Pioneering deejay U Roy is sometimes labeled as the originator of the modern Jamaican deejay style and has been a vital force in reggae music since the late 60’s when he scored his first smash hits and held the three top spots on the Jamaican music chart with Wake the Town, Rule the Nation and Wear You to the Ball recorded over some of the late Duke Reid’s biggest rock steady cuts.

He has recorded music for almost five decades, including working with Niney, Joe Gibbs, Tony Robinson, Tappa Zukie and Mad Professor. His two latest sets – Now released in 2001 and Rebel in Styylle put out in 2003 – have been combination albums, meaning U Roy joining forces with a singer on each track.

His brand new album Pray fi di People is in the same style, and has U Roy teaming up with Jamaican, African, American and European singers, including Marcia Griffiths, Horace Andy, Chezidek, Tiken Jah Fakoly and Harrison Stafford aka Professor from U.S. progressive reggae rockers Groundation.

The album was produced by Bravo in Jamaica and collects 13 live played tracks over mostly refurbished vintage riddims, of which one is a cover version of Toots & The Maytals’ 70’s party starter Pomps and Pride. Tarrus Riley does a fine interpretation as Toots.
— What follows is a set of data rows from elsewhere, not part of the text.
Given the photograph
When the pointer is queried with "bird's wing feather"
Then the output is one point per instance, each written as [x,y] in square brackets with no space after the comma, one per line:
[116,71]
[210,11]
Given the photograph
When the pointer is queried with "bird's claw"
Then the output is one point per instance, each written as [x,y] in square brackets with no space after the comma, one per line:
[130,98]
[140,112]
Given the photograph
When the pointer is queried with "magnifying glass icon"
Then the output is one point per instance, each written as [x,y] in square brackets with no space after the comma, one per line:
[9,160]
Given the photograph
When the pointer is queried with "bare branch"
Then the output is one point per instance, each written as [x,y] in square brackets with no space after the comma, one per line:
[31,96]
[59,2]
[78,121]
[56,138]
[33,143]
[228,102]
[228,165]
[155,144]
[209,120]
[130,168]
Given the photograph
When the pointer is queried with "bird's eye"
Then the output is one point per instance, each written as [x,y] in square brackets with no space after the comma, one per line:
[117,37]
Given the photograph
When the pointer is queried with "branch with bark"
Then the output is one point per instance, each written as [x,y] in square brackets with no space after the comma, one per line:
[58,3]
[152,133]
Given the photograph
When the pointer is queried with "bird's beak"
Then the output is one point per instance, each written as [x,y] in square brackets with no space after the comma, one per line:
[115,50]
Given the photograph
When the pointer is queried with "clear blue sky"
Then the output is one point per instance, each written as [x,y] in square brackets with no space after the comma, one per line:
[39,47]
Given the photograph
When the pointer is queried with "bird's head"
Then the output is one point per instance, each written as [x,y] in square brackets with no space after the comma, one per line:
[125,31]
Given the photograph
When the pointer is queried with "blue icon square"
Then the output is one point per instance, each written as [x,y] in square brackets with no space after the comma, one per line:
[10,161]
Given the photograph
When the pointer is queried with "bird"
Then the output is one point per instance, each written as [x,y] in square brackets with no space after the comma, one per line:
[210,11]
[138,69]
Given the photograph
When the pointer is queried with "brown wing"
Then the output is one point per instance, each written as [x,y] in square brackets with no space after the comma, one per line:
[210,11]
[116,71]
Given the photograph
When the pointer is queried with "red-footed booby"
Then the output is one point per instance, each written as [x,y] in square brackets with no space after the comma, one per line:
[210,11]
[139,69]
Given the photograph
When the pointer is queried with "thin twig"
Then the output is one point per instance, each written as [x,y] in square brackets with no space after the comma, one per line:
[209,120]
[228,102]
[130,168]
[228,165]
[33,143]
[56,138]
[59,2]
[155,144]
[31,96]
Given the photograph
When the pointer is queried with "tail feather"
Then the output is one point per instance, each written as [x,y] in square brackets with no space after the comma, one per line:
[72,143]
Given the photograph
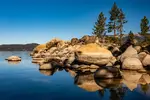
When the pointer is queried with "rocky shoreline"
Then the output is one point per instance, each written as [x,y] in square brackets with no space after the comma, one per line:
[89,54]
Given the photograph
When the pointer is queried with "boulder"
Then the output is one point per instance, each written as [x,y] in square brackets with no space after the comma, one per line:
[138,48]
[13,58]
[129,52]
[132,64]
[142,55]
[146,60]
[47,66]
[108,83]
[55,43]
[107,73]
[74,41]
[88,39]
[131,79]
[93,54]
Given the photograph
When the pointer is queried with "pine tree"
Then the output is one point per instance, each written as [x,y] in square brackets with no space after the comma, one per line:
[131,37]
[144,26]
[113,24]
[99,27]
[121,21]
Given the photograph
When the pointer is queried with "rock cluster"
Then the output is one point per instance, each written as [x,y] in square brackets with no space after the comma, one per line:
[89,55]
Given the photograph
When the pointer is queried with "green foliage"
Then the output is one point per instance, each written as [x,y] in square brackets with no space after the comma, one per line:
[112,39]
[99,27]
[117,20]
[144,26]
[114,13]
[131,36]
[121,21]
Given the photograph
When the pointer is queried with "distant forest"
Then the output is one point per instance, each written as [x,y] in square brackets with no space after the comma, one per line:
[18,47]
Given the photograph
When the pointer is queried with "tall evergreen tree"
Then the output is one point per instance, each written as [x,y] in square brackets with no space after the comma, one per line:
[100,25]
[113,24]
[131,37]
[121,21]
[144,26]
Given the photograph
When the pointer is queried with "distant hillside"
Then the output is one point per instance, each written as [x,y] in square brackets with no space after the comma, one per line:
[18,47]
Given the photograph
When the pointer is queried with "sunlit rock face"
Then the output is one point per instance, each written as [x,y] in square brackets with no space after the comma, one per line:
[130,52]
[107,73]
[72,72]
[13,58]
[93,54]
[108,83]
[87,82]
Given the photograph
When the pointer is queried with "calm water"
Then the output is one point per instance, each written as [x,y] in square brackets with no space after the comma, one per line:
[23,81]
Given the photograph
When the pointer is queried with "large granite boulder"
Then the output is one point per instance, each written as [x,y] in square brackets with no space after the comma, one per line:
[138,48]
[142,55]
[132,64]
[93,54]
[74,41]
[88,39]
[146,60]
[129,52]
[55,43]
[108,73]
[13,58]
[131,79]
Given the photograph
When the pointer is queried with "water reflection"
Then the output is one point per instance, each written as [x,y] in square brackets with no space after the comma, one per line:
[47,72]
[86,81]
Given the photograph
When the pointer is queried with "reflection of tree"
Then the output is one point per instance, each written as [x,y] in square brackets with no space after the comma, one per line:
[145,88]
[118,93]
[101,92]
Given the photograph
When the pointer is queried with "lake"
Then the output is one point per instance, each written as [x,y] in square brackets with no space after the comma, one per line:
[24,81]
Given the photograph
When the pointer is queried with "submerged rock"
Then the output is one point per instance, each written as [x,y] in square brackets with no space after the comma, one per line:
[47,72]
[93,54]
[13,58]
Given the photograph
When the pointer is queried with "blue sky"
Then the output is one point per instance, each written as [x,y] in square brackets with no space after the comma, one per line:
[38,21]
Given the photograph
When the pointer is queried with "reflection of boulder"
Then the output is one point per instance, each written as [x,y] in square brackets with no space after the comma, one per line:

Pray fi di People might be a bit ordinary and generic, and U Roy is a little less energetic compared to his previous work, but considering the man being 70 years old he certainly does an excellent job. And the album is at its best when he shares vocal duties with the dramatic voiced Professor and the sweet timbre of Horace Andy.

Pray fi di People drops on French Soulbeats Records on Tuesday October 9 as CD and digital download.